+ 16
int *p; *p=&x; is wrong or right ? (x is previously declared) then whats the output
5 Respuestas
+ 2
SRIKANT SAHOO
int *p - here you create a pointer;
when you initialize it, you do not need to prepend it with asterisk (*)
Here is more clear declaration of a pointer that will help you to understand, how it works:
int* p;
It is the same as int *p;
Asterisk is not a part of the variable's name.

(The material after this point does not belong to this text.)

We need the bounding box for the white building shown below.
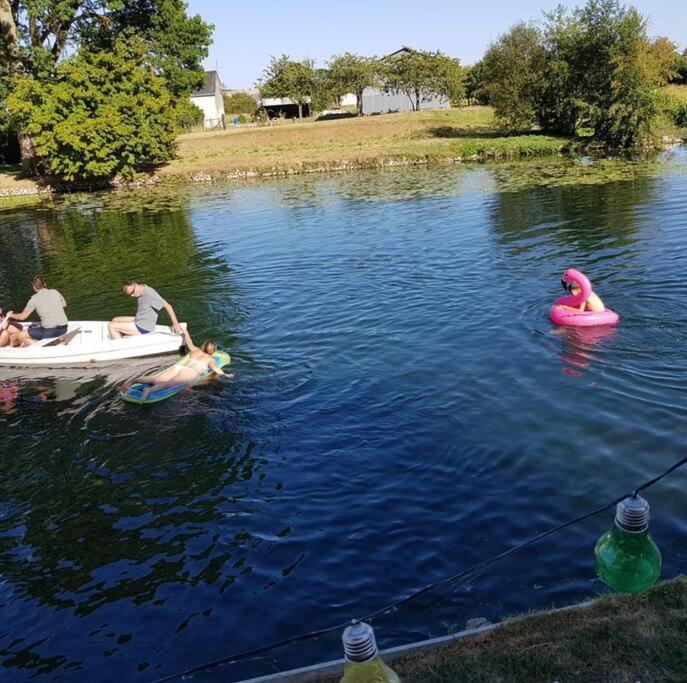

In general, p gives the address of memory a pointer points to, while *p gives a value stored within.
+ 15
Ipang Steppenwolf Árpád Szabó
so in simple words if
int *p=&x; is possible
then why can't
int *p;
*p=&x; //as it can be thought of an
//assignment statement
isn't possible
and instead p=&x; is needed to be written?
+ 4
int *p = &x;
Two things happen in that line, first, you create int pointer, next you assign it a memory address, in this case the address in memory, allocated for int variable <x>.
int *p;
*p = &x;
You create int pointer, on the next line you assign reference of <x> (which is address of <x>) as a new value for the variable <x> by using the dereference operator. This means assigning an int pointer into an int variable, this triggers invalid conversion error. That's the reason why it didn't work.
Hth, cmiiw
+ 3
Tested the code in Code Playground, sorry to say, what you did there is not valid, I get invalid conversion on "*p=&x;" why? because you are assigning a variable x's address (int*) as data for pointer p (int).
0
int *p;
p = &x;
If you try to print out p, it will print x's value.
Explanation: p is a pointer to the memory address that stores the value of an x variable.